Der zweite Teil der Ausstellung dreht sich um die „WILDE VIELFALT im Museum“. Der Blick weitet sich auf die Welt der Wildkräuter und ihre Funktionen für Menschen, Tiere und den Naturhaushalt aus. In diesem Bereich wird das 2020 begonnene gleichnamige Projekt der Stiftung Rheinische Kulturlandschaft (Projektträger), die mit dem Freilichtmuseum kooperiert, vorgestellt. Zu unrecht sind die Wildkräuter immer noch vielfach als Unkräuter verpönt und werden aus dem Garten entfernt und am Wegesrand und an Feldern meist mit Missachtung bestraft. Doch in früheren Zeiten wussten die Menschen mit diesen Pflanzen viel anzufangen und das Wissen ist langsam wieder gefragt.
Löwenzahn-Limonade, Waschmittel mit Seifenkraut und Kleider aus Brennesselstoff sind im Trend. „Die Riesenvielfalt, was man mit Brennessel alles machen kann, ist enorm“, meint Dr. Ute Herborg.

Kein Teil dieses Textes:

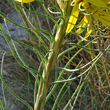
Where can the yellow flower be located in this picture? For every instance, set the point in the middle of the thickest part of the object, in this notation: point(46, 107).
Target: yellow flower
point(91, 9)
point(25, 1)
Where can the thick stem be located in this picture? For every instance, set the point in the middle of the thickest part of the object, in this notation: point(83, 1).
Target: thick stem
point(49, 65)
point(61, 32)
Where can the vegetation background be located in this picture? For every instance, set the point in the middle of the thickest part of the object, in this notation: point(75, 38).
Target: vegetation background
point(84, 86)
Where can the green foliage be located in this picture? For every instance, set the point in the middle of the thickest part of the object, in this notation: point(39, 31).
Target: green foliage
point(69, 71)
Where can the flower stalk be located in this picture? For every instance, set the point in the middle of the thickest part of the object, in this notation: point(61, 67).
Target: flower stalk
point(52, 58)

Viele der wild wachsenden Pflanzen, die früher typisch für Äcker und Dörfer waren, sind heute jedoch gefährdet. Das Projekt „WILDE VIELFALT im Museum“ hat zum Ziel, diese seltenen Arten zu erhalten und das Wissen weiterzugeben. „Im Museum gibt es schon lange einen Wildkräuterschutz“, berichtet Herborg. Sie können dort quasi unbehelligt wachsen, sich weiter aussäen und vermehren.
Aktiv werden!
Gärtnern heißt aber aktiv werden und die Ärmel hochkrempeln. Im Außenbereich der Ausstellung werden die Besucher ermutigt, sich selbst zu betätigen. In einer gemeinschaftlichen Pflanzkiste können sie säen, jäten, gießen und ernten. Hacken, Schaufeln und Gießkanne stehen bereit, eigene Handschuhe sollten mitgebracht werden; es stehen aber auch Einmalhandschuhe zur Verfügung. Es präsentieren sich ebenfalls verschiedene Initiativen und Schulen mit ihren Pflanzkisten, wie beispielsweise die Katholische Grundschule Mechernich, die Stephanusschule Bürvenich und der Waldkindergarten des Museums. Sie haben ihre Kisten mit Blumen, Gemüse oder regionalem Wildpflanzen-Saatgut bestückt und hegen und pflegen ihre Pflanzen.
Die Ausstellung in der Scheune ist natürlich coronakonform gestaltet und als Einbahnstraßensystem aufgebaut. Die Besucher steigen über kleine Holzbrücken, um die verschiedenen Bereiche der Ausstellung erkunden zu können.